*Almanya'ya göç eden işçi kadınlar (Kaynak: Ekmek ve Gül internet sitesi)
Fatma Aydemir Almanya'ya göç etmiş Türkiyeli bir ailenin Almanya'da doğmuş büyümüş bir üyesi. Almanya'nan Karlsruhe kentinde doğan Aydemir, Frankfurt'ta Alman Dili ve Edebiyatı üzerine üniversite eğitimi aldı. TAZ (Tageszeitung) Gazetesinin köşe yazarı olan Aydemir, gazetenin Türkçe yayın projesinin yürütücülerinden. Berlin'de yaşıyor. 2017'de yayınlanan ilk romanı "Ellbogen" (Dirsek) çeşitli ödüller kazandı. 2019'da Hengameh Yaghoobifarah ile birlikte derlediği Eure Heimat ist unser Albtraum (Sizin Memleketiniz Bizim Kâbusumuz) adlı antoloji yayınlandı. 2022 yılında ikinci romanı Dschinns (Cinler) yayınlandı. Kitap, "Robert Gernhardt Ödülü"ne layık görüldü.
Fatma Aydemir, Almanya'da yaşayan göçmenlerin durumu kadar Türkiye"nin siyasi, ekonomik, toplumsal durumunu da takip ediyor. Yaşananlardan hem bir gazeteci hem de bir feminist olarak etkilendiğini söylüyor: "Türkiye'de baskıya uğrayan kadın ve kuirler ile dayanışma içinde olmam için Türkiyeli olmam gerekmiyor. Kürt siyasetçilere ve gazetecilere yönelik baskı çok endişelendirici. Azınlıklar bildim bileli zaten hep zor durumda. Otoriter rejimlerin her yerde güçlendiği bir zamana tanık oluyoruz. Yaptığım işlerle, elimden geldikçe bu sorunu işlemeye çalışıyorum."
Aydemir anlatılacak daha fazla göç hikayelerinin olduğunu düşünüyor: "Sadece politik anlamda radikal değil de sanatsal olarak da..."
*Fatma Aydemir (Fotograf: Sibylle Fendt)
Türkiye'den göç etmiş bir ailenin Almanya'da doğmuş bir üyesi olarak, göç olgusu sizin için ne ifade ediyor?

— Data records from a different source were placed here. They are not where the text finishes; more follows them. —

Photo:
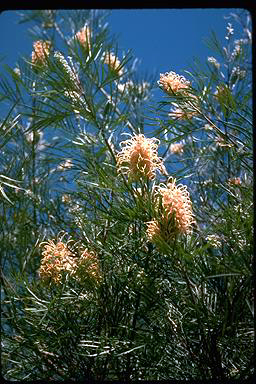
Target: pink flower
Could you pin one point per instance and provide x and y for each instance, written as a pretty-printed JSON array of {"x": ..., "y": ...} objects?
[
  {"x": 139, "y": 158},
  {"x": 173, "y": 212},
  {"x": 41, "y": 51}
]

Kendim göç etmediğim halde, kendimi uzun zaman göçmen olarak tanımladım. Çünkü dışardan hep öyle algılandım. Büyüdüğüm kasabada olsun, okuduğum okullarda olsun... Tabii ırkçılıkla da karşılaşıyorum ama ırkçılıktan ziyade, insanın hiç farkında olmadan içine işleyen şey, ötekileştirilme aslında: İşte "esmersin", "göze batıyorsun", "adın değişik", "neden acaba?". "Çünkü Alman değilsin. Peki, Alman değilsen, nesin?". "Göçmenim" deyip geçiyorum işte. Kolay bir cevap ama tabi ki yalan! Sınıfsal olarak bir Afgan göçmenle hiç alakam yok, yasal olarak zaten Alman vatandaşıyım. Yani ister istemez göç konusuyla hayatım boyunca ilgilendim. Hem gazetede yayınladığım köşe yazımda hem yazdığım romanlarda göç olgusunun hayatlarımızda bıraktığı izleri inceliyorum.
"Göçü hem politik hem felsefi bir durum olarak yaşıyorlar"
Fotograf: Wikimedia.org
Türkiye'den Almanya'ya göç etmiş insanların hikayeleri hem haber hem de çeşitli film ve dizilerin konusu oldu, oluyor. Bir gazeteci olarak sizin Türkiye'den Almanya'ya yönelik göçe ilişkin gözlemleriniz neler?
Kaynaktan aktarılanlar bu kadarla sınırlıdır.